In all likelihood any increase in the budget would have to be funded by an increase in property taxes. A 2 percent rise amounts to about 16 cents for every $1,000 of property tax levied.
Such small amounts would seem to be a small issue. But, we believe there is more to this story than meets the eye.
For all citizens, wherever they live, pocketbook issues have become increasingly important as our prolonged economic stagnation continues. The plain truth is governments and school districts have less money to work with than they have had in the recent past. And, ordinary citizens, in general, have less money to give them.
But, the demand for government services hasn’t decreased with the revenues. If anything, we’ve come to expect even more, from help for the poor and unemployed to improved infrastructure to schools better-positioned to give our children a greater chance at a healthy financial future.
The resulting strain has forced our public servants to make some painful cuts. For the most part they’ve managed to do it without causing too much disappointment to our expectations. But as the general economic malaise continues to drag on they’re faced with fewer and fewer options.
Come November, we as citizen voters will have the opportunity to tell them which direction to go. In some cases, especially in Malta, the issues are clear and the choice stark. In others the view is a bit murkier.

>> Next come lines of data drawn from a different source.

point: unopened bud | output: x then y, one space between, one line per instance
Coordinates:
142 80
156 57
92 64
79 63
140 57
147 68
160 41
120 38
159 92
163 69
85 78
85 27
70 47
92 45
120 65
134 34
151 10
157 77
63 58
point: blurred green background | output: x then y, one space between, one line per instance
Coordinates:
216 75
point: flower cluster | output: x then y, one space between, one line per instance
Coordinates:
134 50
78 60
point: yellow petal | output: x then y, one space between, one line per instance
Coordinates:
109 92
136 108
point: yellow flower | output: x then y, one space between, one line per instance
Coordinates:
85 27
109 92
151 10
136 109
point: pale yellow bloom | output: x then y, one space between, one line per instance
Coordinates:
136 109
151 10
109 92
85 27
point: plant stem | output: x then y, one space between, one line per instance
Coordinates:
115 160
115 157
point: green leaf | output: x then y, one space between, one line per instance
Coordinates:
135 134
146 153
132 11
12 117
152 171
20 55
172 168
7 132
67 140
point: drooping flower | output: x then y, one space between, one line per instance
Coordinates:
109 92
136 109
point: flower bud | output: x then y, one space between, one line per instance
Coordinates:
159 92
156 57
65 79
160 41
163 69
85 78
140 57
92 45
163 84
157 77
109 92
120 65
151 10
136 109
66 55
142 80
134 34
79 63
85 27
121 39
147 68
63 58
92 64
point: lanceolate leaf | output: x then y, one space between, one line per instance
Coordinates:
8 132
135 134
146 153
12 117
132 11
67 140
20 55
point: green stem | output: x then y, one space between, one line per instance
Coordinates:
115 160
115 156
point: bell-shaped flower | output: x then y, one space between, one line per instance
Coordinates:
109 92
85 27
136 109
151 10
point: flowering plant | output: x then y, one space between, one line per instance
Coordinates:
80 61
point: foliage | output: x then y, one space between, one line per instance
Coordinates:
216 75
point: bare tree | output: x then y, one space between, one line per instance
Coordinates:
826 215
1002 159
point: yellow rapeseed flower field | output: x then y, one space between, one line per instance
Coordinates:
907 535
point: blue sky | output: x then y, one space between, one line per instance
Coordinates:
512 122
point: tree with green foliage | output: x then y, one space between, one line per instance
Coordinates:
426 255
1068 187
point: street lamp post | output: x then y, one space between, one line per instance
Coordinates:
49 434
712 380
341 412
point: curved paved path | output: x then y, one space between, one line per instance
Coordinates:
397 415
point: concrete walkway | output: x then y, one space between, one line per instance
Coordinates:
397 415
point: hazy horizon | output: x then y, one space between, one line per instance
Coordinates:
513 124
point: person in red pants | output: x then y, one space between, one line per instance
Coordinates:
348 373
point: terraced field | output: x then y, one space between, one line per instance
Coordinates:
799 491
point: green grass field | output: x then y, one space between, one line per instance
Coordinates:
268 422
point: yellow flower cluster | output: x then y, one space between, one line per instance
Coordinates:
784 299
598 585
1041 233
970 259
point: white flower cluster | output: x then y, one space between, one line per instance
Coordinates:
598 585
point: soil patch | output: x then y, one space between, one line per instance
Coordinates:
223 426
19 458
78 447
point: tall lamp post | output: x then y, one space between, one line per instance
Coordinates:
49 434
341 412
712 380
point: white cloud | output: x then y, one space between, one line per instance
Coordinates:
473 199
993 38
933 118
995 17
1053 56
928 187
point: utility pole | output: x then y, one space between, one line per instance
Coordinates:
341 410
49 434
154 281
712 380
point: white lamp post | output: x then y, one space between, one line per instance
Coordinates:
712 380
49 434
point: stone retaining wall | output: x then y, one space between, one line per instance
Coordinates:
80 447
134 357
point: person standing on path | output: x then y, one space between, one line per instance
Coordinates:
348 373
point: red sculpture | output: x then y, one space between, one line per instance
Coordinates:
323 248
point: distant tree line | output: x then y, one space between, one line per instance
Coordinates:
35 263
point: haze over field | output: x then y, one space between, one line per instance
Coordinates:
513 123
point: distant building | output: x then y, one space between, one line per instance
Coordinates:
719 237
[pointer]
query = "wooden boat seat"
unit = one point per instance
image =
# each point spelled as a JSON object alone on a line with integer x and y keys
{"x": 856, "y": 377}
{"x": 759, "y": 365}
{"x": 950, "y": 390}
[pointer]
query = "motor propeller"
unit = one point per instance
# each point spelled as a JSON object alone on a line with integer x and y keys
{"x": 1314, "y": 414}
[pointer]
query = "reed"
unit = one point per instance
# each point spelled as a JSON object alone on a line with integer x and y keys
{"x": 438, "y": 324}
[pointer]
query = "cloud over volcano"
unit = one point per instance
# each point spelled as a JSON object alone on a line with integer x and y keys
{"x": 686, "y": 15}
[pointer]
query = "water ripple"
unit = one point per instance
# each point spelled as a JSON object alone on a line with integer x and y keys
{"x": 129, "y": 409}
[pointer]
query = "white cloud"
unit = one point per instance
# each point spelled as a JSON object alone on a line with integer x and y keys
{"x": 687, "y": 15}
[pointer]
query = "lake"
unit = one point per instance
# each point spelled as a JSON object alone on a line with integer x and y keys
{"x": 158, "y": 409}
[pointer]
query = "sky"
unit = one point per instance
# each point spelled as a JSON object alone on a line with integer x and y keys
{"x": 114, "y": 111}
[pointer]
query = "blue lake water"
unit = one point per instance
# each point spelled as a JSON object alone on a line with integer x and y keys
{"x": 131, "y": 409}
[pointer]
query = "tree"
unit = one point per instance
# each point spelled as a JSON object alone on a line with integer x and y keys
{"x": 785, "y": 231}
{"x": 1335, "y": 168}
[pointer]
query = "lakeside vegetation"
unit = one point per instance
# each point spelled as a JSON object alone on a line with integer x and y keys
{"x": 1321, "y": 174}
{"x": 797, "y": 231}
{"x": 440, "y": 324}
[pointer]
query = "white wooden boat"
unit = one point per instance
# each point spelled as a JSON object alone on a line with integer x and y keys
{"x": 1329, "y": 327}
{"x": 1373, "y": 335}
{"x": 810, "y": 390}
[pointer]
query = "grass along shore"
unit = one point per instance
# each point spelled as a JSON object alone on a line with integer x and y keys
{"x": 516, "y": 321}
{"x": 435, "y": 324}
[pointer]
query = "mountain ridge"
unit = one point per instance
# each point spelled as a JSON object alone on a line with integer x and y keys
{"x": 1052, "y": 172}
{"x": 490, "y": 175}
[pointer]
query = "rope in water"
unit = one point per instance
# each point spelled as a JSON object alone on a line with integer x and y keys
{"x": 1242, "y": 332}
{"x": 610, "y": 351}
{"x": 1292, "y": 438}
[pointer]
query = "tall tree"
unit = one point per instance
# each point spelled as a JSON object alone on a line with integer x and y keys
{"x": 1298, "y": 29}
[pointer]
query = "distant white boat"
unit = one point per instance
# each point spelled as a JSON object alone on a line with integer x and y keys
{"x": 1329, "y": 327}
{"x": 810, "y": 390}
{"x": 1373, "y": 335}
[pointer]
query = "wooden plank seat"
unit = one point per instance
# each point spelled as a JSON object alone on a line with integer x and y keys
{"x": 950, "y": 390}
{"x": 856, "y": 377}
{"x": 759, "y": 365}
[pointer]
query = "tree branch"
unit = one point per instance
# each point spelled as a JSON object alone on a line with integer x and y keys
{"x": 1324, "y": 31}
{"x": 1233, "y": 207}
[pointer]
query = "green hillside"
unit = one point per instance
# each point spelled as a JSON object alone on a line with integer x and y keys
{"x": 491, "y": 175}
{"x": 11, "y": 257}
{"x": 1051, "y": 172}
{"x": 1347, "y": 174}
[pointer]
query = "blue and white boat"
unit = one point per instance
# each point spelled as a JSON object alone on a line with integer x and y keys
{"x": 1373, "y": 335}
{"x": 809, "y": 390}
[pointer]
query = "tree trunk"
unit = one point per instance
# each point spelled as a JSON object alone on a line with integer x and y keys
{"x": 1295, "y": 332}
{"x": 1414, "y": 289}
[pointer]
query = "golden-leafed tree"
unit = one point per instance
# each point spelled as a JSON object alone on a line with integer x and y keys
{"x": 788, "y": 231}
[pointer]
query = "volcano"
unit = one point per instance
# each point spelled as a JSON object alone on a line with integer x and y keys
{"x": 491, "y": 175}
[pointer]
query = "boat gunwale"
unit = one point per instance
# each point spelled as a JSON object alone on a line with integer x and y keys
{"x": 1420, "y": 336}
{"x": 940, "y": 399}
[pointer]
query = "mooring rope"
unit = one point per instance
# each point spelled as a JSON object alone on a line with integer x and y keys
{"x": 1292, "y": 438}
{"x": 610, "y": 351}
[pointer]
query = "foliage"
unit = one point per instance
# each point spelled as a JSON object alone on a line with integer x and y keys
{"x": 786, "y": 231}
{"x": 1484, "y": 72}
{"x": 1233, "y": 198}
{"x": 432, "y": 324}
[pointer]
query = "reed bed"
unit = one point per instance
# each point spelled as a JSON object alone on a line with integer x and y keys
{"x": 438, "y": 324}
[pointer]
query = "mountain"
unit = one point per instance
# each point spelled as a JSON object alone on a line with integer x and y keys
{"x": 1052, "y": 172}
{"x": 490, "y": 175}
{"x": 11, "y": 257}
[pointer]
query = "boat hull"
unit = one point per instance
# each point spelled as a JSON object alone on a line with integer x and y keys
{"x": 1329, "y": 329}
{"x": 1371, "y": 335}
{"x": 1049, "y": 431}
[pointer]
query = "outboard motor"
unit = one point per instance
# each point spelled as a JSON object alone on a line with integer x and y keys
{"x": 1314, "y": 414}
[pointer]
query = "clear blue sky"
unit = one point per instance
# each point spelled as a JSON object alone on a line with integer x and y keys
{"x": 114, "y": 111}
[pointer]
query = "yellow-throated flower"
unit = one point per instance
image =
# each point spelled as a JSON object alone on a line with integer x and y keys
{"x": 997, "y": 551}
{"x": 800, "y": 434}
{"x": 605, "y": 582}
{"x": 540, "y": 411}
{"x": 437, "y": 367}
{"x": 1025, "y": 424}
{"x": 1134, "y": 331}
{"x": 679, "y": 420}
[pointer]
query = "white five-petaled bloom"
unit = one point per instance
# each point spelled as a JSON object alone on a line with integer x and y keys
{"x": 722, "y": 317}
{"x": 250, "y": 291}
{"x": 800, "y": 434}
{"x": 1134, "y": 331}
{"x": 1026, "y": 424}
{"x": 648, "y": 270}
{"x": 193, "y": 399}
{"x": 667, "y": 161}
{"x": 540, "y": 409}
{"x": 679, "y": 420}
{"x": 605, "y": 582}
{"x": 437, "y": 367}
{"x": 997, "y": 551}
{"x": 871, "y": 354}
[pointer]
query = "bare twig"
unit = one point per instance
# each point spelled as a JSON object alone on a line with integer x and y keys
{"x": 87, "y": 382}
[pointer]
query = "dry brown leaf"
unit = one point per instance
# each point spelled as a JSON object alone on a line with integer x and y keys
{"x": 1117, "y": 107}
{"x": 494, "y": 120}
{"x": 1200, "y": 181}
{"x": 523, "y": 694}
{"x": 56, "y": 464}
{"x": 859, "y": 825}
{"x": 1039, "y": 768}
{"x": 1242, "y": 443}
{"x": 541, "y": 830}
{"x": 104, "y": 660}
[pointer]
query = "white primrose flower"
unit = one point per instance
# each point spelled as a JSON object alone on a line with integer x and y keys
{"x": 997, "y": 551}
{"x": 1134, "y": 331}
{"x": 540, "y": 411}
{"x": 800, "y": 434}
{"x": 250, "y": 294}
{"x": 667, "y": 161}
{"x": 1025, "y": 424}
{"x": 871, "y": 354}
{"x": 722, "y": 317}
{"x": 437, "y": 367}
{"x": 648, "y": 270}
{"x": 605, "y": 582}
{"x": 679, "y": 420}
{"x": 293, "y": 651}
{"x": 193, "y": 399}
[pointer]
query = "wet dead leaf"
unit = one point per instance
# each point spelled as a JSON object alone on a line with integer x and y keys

But, in all cases it’s up to the people themselves to decide where their money will be spent and by whom. It’s the great strength of our republic: We may not get to vote directly on every expenditure, but we get to pick the people who do and give them a pretty clear idea of what we want. In the end, the citizens choose.
We believe the Round Lake Library’s request should be approved. It is, after all, not very much money, and on its face seems a reasonable request, especially given the vital role a public library plays in the life of its community. Ben Franklin saw the need back in 1731, when he formed the Library Company in Philadelphia- the first subscription library in the New World. His goal was to make books, expensive then as now, available to all as a matter of civic improvement. “An investment in knowledge,” he said, “pays the best interest.” That’s still true today.
But beyond the immediate question of library funding is the more fundamental one of choice. A ballot is a voice, and one that must be heard. There will be other questions to decide in November, but the most important one is who will represent us. We get to hire the people who will serve us. And, we get to ask them who they are, what they believe, and what they plan to do if they get the job.
We hope as the next couple months unfold our readers will take full advantage of that opportunity. We pledge to do our part by reporting the news and keeping our friends and neighbors informed about the candidates and the issues. But in the end it is up to each of us as individuals to reach out for information and then make up our own minds.
Sometimes, we admit, that’s not always easy to do, especially when national issues are on the table. Next year’s general election is already looming. And well-funded candidates (and the people behind them) will be increasingly clamoring for our money and our votes, and possibly smudging the issues in order to get both. It can sometimes seem to be too much and our individual voices too small. But here at home, in our local elections, each vote is a vote that really counts.